Yesterday, we had a period of about 2h from 11:45 to 13:56 (Pacific Time) in which all users were unable to access their Repls through the site. We have addressed the root cause, and the system is now operating normally. We know a two-hour downtime is not acceptable for you or your users. This post summarizes what happened and what we're doing to improve Replit so that this does not happen again.
Here is the timeline of what happened, all times in Pacific Time:
- In 2021, we changed the way that configuration is pushed to the VMs that run Repls and streamlined multiple kinds of configurations. During this migration, a latent bug that we had not hit was introduced. When we tried to see if a configuration kind had been updated, we acquired a Golang RwMutex for reading, but if there was not a handler for that configuration kind, the read-lock would not be released.
- Golang's RwMutex are write-preferring, so acquiring multiple read-locks is allowed as long as there are no goroutines attempting to acquire a write-lock. When that happens, it will cause any future read-locks to block.
- On May 16, 2023,we introduced a new configuration kind, but we did not add a handler, which means that from this point on we were leaking read-locks, but the system was able to make progress.
- 10:28 on May 18, a regular build went out to production. This had a configuration change to the service that runs Repls.
- 11:45, the CD pipeline pushed the configuration change to all clusters simultaneously and was the first time that the write-lock was attempted to be acquired. At this point all VMs triggered the deadlock within minutes of each other. This caused all VMs to report being unhealthy and our internal load-balancer to not be able to send traffic to any VM. During normal operation, a machine not being able to launch containers would mark itself as not-alive so that the autoscaler could recreate that VM. But this deadlock caused the liveness probe to fail-open, so all VMs were being left alone but not being able to serve traffic.
- 11:55, we started getting pages for widespread failures.
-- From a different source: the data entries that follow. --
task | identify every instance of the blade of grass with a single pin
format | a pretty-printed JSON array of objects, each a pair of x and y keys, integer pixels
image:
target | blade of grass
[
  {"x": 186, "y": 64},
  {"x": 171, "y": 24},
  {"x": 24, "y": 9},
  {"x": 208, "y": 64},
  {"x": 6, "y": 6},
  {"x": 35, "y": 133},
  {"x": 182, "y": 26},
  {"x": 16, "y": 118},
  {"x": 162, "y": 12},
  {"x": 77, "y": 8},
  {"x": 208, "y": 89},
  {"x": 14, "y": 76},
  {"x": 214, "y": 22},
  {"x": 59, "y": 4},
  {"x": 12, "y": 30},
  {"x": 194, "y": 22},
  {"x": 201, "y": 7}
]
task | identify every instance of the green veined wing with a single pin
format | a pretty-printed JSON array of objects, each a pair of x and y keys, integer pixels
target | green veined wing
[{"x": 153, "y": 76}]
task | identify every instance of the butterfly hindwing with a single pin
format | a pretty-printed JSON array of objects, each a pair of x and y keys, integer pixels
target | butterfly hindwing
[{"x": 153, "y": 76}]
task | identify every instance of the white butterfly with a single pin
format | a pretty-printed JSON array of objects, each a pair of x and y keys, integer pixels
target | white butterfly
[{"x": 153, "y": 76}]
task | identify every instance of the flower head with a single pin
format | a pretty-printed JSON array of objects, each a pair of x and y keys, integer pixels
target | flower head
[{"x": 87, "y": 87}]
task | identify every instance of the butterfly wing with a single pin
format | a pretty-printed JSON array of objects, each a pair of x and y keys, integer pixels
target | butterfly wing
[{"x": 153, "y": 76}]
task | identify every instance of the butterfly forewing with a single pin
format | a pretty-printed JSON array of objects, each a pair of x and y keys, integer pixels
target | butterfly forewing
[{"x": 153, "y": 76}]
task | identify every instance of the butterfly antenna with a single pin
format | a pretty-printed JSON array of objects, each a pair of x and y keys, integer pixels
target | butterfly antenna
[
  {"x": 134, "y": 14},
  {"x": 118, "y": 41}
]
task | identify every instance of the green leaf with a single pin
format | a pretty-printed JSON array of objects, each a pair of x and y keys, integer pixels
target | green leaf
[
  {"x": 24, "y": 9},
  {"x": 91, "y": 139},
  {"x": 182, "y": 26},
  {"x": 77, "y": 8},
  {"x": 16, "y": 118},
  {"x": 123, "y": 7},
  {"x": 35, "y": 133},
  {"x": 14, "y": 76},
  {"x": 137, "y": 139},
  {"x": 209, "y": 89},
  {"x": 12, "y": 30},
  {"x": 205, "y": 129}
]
A build started rolling out to production an hour or so ago, so we quickly suspected that the build was bad. The standard procedure during an incident is to roll back first, ask questions later and increase capacity in the system to accommodate for the extra load. Unfortunately the rollback process didn't go as smoothly, and it took us two tries and 40 minutes to push the last-known good build back to production. Then, when the rollback process finished, it had reset all the extra capacity we had given the system to its previous size.
- By this point, the vast majority of the VMs were idling doing nothing, and the few VMs that were able to serve traffic were getting too many requests too quickly and started getting swamped and reporting unhealthy for the purposes of load-balancing. The auto-scaler was configured only to look at metrics related to the load caused by running Repls, but it was missing a signal to look at the number of incoming requests. Since the extra capacity we had added was reset, this caused the auto-scaler to start making all the VM Managed Instance Groups smaller and smaller, because on average the utilization of the system was pretty low.
- 12:42, enough capacity with the correct build had been brought online, the system had started slowly recovering, and some users were able to get access to their Repls. But the recovery wasn't progressing fast enough. We were prioritizing getting rid of the VMs that were running the old build so that most of the capacity was in the new build, but the sizes of the Instance Groups were already too low to recover at a desirable rate, and the auto-scaler was still getting mixed signals which caused the instance groups to not be able to grow to the correct size.
- 13:17, we shipped a change to make retries less aggressive, which reduced a bit of load.
- 13:28, we scaled up all instance groups once more to accommodate for the extra load. This was when everything started recovering in earnest.
- 13:56, the last alert stopped, and the system had fully recovered. At this point, we started looking to find the root cause of the issue to avoid making changes that would trigger it again.
- 16:15 the root cause was discovered by dumping the goroutines of a VM that hadn't yet been removed by the autoscaler from the rollout.
- 19:39 a new build with a bugfix for the deadlock was pushed to production, so that we no longer hit this one issue.
What are the next steps for Replit?
The bug that triggered the incident has been fixed, but per our blameless postmortem culture we're more interested in making changes so that we don't run into the same or similar issues in the future, and we don't take as much time to resolve going forward. To do so, we are taking several actions:
- We're changing our CD system so that rollbacks to good-known-states are fast, reliable, and robust against operator errors and make the systems not express conflicting intents, and ensure that the necessary capacity for quick recovery is available.
- Longer-term we are also considering investing in an intent-based CD to make this process even more reliable.
- We're also going to do regular Disaster and Recovery Training exercises to ensure that rollbacks are still working when we need them to.
- We're making configuration changes no longer hit production simultaneously: they will be staggered by cluster and with a longer jitter to reduce the blast radius.
- We are revamping the logic that handles healthiness and liveness so that catastrophic failures can recover on their own.
- We're also investing in more static analysis to prevent whole families of correctness issues from making it to production.